Presidents Obama and Yudhoyono have much in common. As the world’s biggest Muslim-majority country, and a very successful one in reducing extremist violence, Indonesia can work with the US to accomplish a great deal as peacemakers to end the era of violence across the Muslim-Christian divide around the world. Indonesia has a prominence today it never before had as one of the three largest democracies in the world and the most important Muslim member of the G-20. Obama, by his own admission, is a Nobel Laureate who has yet to earn that distinction through his deeds. A bold initiative on Papua could be the first step toward both leaders working together to be genuinely worthy of the Nobel in a sequence of initiatives to unite the Christian and Muslim worlds.
Indonesia suffered an explosion of religious violence, ethnic violence, separatist violence, terrorist violence, and violence by criminal gangs, the security forces and militias in the late 1990s and early 2000s. By 2002, Indonesia had what seemed to be the worst terrorism problem of any nation in the world. All these forms of violence have now fallen dramatically. How was this accomplished? What drove the rise and the fall of violence? Why has Papua been allowed to be such a disturbing exception to this overall picture of progress?
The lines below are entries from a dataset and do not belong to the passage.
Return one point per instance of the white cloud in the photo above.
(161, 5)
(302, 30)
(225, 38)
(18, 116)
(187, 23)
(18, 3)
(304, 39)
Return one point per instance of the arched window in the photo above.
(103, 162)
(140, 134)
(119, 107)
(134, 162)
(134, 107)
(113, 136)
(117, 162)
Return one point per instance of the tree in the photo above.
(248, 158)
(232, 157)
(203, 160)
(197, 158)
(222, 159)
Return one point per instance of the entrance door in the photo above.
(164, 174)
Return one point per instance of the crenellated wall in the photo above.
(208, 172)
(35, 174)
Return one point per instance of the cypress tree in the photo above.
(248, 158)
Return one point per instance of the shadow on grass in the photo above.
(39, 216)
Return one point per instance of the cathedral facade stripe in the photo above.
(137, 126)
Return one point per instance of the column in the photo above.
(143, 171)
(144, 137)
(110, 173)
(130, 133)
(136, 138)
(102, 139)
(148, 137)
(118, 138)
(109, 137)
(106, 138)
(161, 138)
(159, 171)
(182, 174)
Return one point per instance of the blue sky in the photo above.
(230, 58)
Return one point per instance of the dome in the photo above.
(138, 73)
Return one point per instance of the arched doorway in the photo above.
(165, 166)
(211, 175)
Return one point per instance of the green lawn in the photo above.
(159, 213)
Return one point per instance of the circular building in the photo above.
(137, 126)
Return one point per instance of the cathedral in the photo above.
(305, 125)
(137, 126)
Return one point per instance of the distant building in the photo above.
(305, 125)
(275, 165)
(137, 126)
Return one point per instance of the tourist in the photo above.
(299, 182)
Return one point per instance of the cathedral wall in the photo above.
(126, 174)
Emile Durkheim’s anomie theory is used to explain these developments in a new book I co-wrote with Valerie Braithwaite, Michael Cookson and Leah Dunn called “Anomie and Violence: Non-Truth and Reconciliation in Indonesian Peacebuilding.” Sudden institutional change at the time of the 1997-98 Asian financial crisis and the fall of former President Suharto meant the rules of the game were up for grabs. Ultimately, resistance to Suharto laid a foundation for a more democratic order.
The peacebuilding that occurred was not based on the high-integrity, truth-seeking and reconciliation model preferred by most western thinkers on peacebuilding and transitional justice. Rather it was based on non-truth, and even lies, but genuine reconciliation. This poses a challenge to restorative justice theories of peacebuilding with which I have been associated as a scholar.
Gotong royong is an example of a core tenet of Indonesian philosophy meaning mutual aid or “joint bearing of burdens,” as scholar Clifford Geertz puts it, or “reconciliation through working on shared projects.” In many pockets of Muslim-Christian conflict in Indonesia this has meant in practice that Christian communities help rebuild mosques they razed during a conflict or Muslims work side by side with Christians to rebuild burned-out churches.
Since our non-truth yet reconciliation conclusion was first reported in talks to restorative-justice conferences in the United States, we have had an interesting reaction from US Christian leaders on how American restorative justice efforts might actually learn from Indonesia’s experience. They reflect that in circumstances where a criminal shuns remorse and refuses to confront the truth of his crime, a first step toward truth, remorse and rehabilitation might be to have the criminal work to help his victims recover. There may indeed be scope for learning from gotong royong in Obama’s Chicago. Non-truth and reconciliation may be a stepping stone toward truth, justice and reconciliation in both the East and the West.
John Braithwaite is an Australian Research Council Federation Fellow and founder of RegNet at the Australian National University.